Just eight days before statewide primary elections, the governor officially called for a one-day, one-bill special legislative session. Robert Whereatt, Legislators, Carlson Agree to Session; Ground Rules Set With Goal of Avoiding Partisanship, Star Trib., Aug. 24, 1994, at 1B. The legislature convened one week later and in just 1 hour, 37 minutes passed the SDP Act by a 65-0 margin in the senate and a 133-0 margin in the house. Donna Halvorsen & Robert Whereatt, Sexual Predator Bill OK'd, Signed, Star Trib., Sept. 1, 1994, at 1A. Immediately prior to the session, the bill's drafters had told their colleagues to avoid speaking about Linehan specifically because, "Whatever we say on the floor will be used against us. It's going to be used to challenge the bill." Id.
By themselves, these circumstances are enough to render this rather transparent effort at preventive detention unconstitutional.  But we assert in the alternative that the SDP Act is not sufficiently narrow to serve even the government's additional compelling interest in providing care and treatment of the mentally ill. Once again, the foundation for this conclusion is Foucha.

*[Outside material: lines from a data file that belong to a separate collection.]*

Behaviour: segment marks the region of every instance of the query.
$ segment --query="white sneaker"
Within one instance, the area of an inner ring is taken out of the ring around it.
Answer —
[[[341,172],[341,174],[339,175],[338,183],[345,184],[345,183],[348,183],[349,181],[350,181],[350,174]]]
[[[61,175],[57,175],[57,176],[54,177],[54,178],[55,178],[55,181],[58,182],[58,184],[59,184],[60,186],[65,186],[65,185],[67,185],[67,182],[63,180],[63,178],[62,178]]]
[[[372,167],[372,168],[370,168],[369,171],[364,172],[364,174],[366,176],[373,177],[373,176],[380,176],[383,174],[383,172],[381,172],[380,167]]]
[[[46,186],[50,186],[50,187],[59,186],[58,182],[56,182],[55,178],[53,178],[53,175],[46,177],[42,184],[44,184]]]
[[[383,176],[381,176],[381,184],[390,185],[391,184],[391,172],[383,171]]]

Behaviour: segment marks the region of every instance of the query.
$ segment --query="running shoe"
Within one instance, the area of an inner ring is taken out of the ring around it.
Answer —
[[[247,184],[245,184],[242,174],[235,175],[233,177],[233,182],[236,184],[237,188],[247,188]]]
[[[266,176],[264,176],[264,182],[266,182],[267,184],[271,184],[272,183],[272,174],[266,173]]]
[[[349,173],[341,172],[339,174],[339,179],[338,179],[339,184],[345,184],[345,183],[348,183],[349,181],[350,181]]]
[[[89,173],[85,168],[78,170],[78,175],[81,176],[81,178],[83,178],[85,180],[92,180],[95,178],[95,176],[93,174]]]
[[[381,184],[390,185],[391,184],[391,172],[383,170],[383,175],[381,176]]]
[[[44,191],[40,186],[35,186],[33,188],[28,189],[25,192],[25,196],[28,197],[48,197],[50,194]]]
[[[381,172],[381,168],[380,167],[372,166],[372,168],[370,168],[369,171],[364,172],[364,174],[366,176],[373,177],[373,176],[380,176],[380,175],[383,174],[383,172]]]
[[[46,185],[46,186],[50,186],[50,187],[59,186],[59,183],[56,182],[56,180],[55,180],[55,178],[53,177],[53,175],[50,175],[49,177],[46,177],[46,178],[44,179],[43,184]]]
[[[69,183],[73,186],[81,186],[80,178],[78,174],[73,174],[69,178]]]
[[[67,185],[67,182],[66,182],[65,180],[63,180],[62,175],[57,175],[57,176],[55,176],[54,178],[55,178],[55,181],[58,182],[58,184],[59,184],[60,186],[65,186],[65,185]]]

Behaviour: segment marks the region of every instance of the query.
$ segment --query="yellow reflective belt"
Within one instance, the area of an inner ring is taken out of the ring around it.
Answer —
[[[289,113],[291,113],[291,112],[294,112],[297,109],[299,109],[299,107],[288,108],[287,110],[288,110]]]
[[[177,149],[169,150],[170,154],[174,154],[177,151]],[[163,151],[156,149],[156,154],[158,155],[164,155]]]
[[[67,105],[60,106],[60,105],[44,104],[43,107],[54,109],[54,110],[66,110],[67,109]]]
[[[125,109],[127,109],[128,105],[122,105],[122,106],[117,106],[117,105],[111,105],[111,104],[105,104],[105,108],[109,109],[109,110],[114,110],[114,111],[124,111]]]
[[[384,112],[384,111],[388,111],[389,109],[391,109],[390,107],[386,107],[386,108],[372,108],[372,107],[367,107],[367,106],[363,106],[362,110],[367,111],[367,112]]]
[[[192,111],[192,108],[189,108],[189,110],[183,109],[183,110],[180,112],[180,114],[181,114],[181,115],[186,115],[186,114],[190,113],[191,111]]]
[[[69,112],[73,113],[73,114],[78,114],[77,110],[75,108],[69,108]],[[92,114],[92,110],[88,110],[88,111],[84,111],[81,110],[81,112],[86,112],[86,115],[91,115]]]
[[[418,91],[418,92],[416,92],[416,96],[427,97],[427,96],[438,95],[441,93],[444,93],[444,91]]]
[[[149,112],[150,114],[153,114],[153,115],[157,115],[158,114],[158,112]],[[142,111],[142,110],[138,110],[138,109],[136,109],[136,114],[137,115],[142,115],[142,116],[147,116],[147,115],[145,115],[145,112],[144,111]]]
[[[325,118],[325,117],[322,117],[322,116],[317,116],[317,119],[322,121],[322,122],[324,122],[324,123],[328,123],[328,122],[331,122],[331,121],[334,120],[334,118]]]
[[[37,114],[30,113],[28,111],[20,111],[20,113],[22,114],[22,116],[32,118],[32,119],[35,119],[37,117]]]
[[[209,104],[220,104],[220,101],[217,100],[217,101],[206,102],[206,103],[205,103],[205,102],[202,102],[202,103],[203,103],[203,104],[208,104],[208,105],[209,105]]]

[T]he State asserts that because Foucha once committed a criminal act and now has an antisocial personality that sometimes leads to aggressive conduct, a disorder for which there is no effective treatment, he may be held indefinitely. This rationale would permit the State to hold indefinitely any other insanity acquittee not mentally ill who could be shown to have a personality disorder that may lead to criminal conduct. The same would be true of any convicted criminal, even though he has completed his prison term.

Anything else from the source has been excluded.